Momentan vielleicht noch etwas ­ab­strakt, wäre doch auch eine Art ­Algokratie denkbar: Beherrschung ­gesellschaftlicher Prozesse auf Basis von Algorithmen, die sich ständig selbst verbessern und mehr Parameter in ihre Entscheidungen einfließen lassen, als es das menschliche Hirn rational im Stande oder willens wäre zu tun. Der Politiker wäre dann quasi nur das “Gesicht” der Maschine. Die Top-Ebene wäre die Anthropogenisierung, bei der wir ­Menschen in unserem Sein und Denken von künstlichen Intelligenzen unmittelbar unterstützt werden. Stichwort: Gehirn-Computer-Schnittstelle. Schütteln Sie nicht den Kopf, sondern fragen Sie beispielsweise Elon Musk – der lässt ­daran bereits seit Jahren forschen.

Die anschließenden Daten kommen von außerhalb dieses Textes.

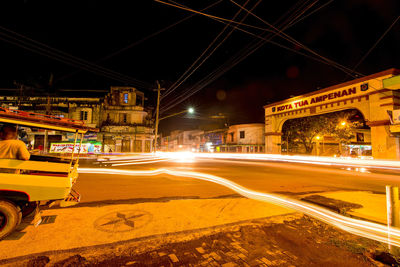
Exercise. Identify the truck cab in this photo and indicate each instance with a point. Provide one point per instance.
(25, 185)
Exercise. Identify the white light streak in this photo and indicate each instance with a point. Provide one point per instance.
(328, 161)
(359, 227)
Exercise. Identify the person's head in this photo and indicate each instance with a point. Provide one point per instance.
(8, 132)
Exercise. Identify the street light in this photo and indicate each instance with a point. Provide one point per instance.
(189, 110)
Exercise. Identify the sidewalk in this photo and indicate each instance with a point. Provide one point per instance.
(373, 206)
(285, 240)
(76, 227)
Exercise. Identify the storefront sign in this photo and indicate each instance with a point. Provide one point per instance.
(315, 100)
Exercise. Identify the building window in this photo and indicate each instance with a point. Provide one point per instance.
(139, 100)
(84, 115)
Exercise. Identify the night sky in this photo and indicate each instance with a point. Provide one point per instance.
(342, 31)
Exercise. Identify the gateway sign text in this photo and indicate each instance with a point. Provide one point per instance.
(317, 99)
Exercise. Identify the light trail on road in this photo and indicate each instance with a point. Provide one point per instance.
(362, 228)
(327, 161)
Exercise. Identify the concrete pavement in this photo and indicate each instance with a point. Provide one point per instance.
(90, 226)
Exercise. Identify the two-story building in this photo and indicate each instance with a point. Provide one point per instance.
(126, 126)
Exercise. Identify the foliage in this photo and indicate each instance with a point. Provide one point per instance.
(304, 131)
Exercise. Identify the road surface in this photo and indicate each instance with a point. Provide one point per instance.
(267, 176)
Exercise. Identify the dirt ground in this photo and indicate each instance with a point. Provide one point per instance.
(293, 241)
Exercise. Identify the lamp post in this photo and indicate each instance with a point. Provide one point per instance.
(189, 110)
(317, 144)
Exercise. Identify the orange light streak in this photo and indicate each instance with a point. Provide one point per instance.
(359, 227)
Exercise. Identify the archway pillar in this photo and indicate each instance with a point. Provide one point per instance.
(384, 145)
(273, 142)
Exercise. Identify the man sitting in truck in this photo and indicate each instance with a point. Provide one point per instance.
(10, 147)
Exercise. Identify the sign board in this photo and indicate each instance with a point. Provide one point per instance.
(87, 148)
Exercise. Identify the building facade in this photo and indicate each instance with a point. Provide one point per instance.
(125, 125)
(241, 138)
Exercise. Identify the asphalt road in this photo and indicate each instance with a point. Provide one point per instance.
(271, 176)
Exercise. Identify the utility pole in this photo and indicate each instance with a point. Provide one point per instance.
(46, 133)
(157, 114)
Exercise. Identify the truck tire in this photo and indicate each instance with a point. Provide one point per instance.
(10, 217)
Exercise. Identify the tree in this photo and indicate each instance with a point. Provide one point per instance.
(303, 131)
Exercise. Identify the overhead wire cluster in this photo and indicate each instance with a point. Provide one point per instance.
(266, 35)
(27, 43)
(131, 45)
(208, 51)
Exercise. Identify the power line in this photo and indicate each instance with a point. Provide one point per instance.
(294, 41)
(244, 52)
(142, 40)
(218, 72)
(45, 50)
(192, 69)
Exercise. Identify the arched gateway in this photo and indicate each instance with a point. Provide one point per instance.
(375, 96)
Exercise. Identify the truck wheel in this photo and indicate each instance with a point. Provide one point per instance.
(10, 217)
(28, 208)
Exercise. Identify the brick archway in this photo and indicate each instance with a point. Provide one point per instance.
(373, 96)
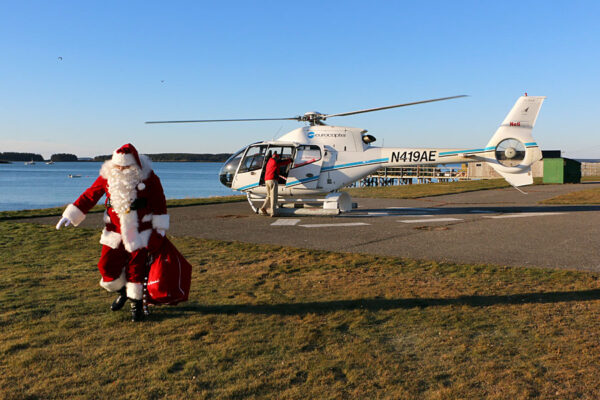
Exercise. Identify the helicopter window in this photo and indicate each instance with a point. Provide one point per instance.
(307, 155)
(285, 152)
(254, 159)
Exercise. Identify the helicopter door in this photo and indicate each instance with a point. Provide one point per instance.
(249, 171)
(306, 168)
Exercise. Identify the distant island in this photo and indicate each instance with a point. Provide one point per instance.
(161, 157)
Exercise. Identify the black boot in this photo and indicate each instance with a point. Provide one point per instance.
(137, 310)
(119, 301)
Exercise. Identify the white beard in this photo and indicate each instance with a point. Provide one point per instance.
(122, 187)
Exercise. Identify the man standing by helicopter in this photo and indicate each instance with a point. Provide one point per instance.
(274, 163)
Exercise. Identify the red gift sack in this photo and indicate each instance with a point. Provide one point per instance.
(170, 276)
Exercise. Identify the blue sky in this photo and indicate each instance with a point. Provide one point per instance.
(124, 63)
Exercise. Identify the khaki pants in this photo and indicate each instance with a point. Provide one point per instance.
(271, 199)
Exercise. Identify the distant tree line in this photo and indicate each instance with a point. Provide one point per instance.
(11, 156)
(179, 157)
(63, 157)
(66, 157)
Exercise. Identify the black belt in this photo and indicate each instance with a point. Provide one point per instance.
(137, 204)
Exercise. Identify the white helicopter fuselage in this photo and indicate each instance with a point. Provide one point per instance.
(328, 158)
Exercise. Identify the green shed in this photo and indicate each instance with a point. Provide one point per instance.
(561, 170)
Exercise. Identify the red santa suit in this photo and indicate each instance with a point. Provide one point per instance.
(136, 212)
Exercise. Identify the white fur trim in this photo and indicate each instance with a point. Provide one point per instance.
(160, 221)
(116, 285)
(146, 167)
(105, 169)
(132, 239)
(122, 159)
(134, 290)
(75, 215)
(110, 239)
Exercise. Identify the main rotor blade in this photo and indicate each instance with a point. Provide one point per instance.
(224, 120)
(394, 106)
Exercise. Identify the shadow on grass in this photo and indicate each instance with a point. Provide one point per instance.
(380, 304)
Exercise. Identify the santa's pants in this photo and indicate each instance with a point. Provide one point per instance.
(120, 268)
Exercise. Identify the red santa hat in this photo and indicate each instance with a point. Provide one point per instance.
(126, 155)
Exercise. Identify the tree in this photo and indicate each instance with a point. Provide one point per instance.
(62, 157)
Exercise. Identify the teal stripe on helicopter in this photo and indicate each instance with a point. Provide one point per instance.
(450, 153)
(299, 181)
(355, 164)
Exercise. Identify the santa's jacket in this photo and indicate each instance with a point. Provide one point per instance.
(133, 229)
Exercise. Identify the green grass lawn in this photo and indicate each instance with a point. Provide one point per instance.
(282, 323)
(56, 211)
(588, 196)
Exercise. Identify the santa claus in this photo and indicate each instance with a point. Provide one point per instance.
(136, 219)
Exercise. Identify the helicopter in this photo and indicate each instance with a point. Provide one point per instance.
(326, 158)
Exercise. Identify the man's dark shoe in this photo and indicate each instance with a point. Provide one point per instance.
(137, 310)
(119, 301)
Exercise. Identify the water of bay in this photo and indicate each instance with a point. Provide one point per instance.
(40, 185)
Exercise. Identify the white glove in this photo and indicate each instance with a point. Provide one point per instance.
(63, 221)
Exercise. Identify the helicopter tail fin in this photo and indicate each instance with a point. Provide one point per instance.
(512, 150)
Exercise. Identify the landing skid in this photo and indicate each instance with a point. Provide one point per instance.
(332, 204)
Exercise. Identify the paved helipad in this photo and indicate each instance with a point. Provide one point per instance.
(501, 227)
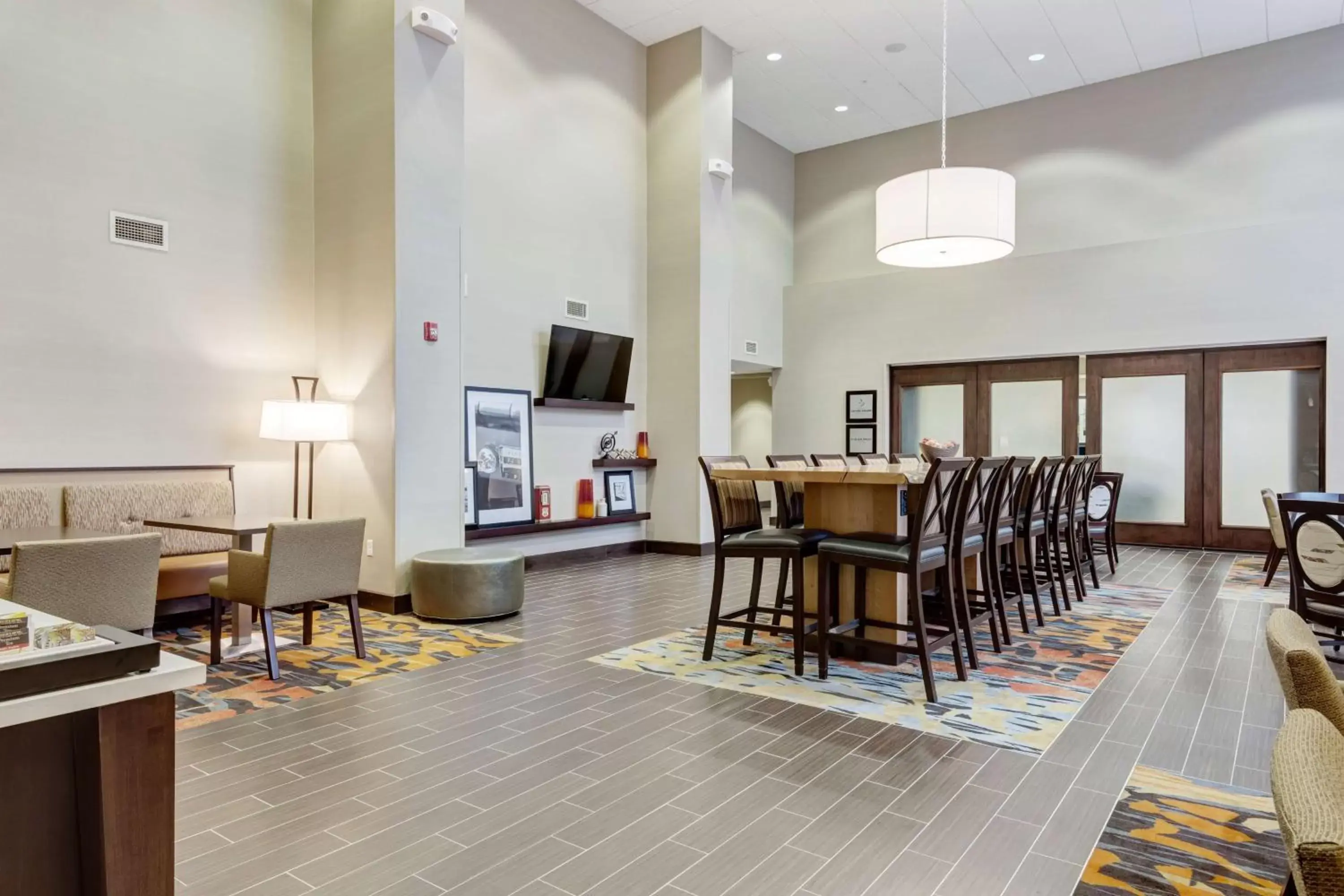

Entscheidend für die Akzeptanz von KI wird ihr Nutzen sein – und wie dieser kommuniziert, platziert und bepreist wird. Letztlich müssen die Systeme und Ökosysteme mitsamt ihren Algorithmen so gestaltet werden, dass Produkte und Dienstleistungen auch verkäuflich sind. Unterstützung tut also not! Wird demnach nicht auch zusätzliches Wissen ­nötig? Irgendwo zwischen Intelligenz und Marketing, zwischen KI im Produkt und KI in der Kommunikation?

Deshalb: Machen Sie sich schlau! Spielen Sie ­Alexa ans Limit, gehen Sie zur World ­Artificial Intelligence Conference und lernen Sie, wie beim Cybathlon mo­dernste technische Assistenzsysteme unbefangen kommuniziert werden. ­Setzen Sie die Zukunft auf Ihre Agenda und ­lassen Sie uns rebellisch – mit Freiheit und Vollgas – die Welt prägen!